The heuristic approach emerged as a viable solution method, processing the 420-trip Dobsonville dataset in 37 s. It found solutions requiring fewer vehicles than metaheuristic approaches across all datasets and demonstrated good scalability. While its distance minimisation performance appeared inferior, this reflected realistic operational constraints regarding vehicle positioning.

Our findings suggest that the choice of optimisation technique for the E-VSP should be guided by problem size and specific operational priorities. For small fleets, metaheuristic approaches may offer distance savings worth their computational cost.

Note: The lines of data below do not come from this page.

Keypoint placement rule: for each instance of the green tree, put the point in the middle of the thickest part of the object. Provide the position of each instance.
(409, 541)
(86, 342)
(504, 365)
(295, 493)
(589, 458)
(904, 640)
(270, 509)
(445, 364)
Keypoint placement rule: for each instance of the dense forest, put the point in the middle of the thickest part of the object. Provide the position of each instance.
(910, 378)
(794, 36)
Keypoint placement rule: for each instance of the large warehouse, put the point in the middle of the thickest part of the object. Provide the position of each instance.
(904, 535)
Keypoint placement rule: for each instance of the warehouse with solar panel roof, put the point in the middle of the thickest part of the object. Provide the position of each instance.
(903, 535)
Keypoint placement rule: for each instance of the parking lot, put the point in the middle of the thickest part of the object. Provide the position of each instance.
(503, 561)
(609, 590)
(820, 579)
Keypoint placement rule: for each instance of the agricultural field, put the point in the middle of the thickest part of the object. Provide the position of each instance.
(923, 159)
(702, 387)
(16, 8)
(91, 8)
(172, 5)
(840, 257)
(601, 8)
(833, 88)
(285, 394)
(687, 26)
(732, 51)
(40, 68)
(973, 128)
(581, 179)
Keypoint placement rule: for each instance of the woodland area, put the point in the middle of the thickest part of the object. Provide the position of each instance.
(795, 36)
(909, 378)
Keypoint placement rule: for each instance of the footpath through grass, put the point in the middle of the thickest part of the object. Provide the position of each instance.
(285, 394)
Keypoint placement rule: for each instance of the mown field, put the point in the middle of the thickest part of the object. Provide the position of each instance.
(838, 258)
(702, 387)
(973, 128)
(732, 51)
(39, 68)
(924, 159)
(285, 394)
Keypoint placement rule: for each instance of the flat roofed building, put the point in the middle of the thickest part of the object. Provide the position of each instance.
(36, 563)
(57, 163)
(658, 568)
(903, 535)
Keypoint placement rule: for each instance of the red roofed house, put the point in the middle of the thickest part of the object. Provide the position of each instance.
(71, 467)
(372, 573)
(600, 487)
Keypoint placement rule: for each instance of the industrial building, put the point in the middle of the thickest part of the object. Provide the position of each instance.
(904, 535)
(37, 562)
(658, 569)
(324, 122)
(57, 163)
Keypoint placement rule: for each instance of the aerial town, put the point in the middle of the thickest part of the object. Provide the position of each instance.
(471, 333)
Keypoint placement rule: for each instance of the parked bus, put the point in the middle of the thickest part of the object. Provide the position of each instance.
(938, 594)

However, for typical urban transit operations, the heuristic approach offers a suitable combination of solution quality, computational efficiency, and adaptability to real-world constraints.

Future research should focus on improving metaheuristic scalability through problem decomposition and developing hybrid approaches that combine the strengths of multiple optimisation paradigms. The heuristic algorithm, while currently fast, performs a highly focused, narrow search and could be enhanced to explore a larger portion of the solution space. Machine learning represents a promising middle ground between heuristic and metaheuristic optimisation techniques and warrants further investigation.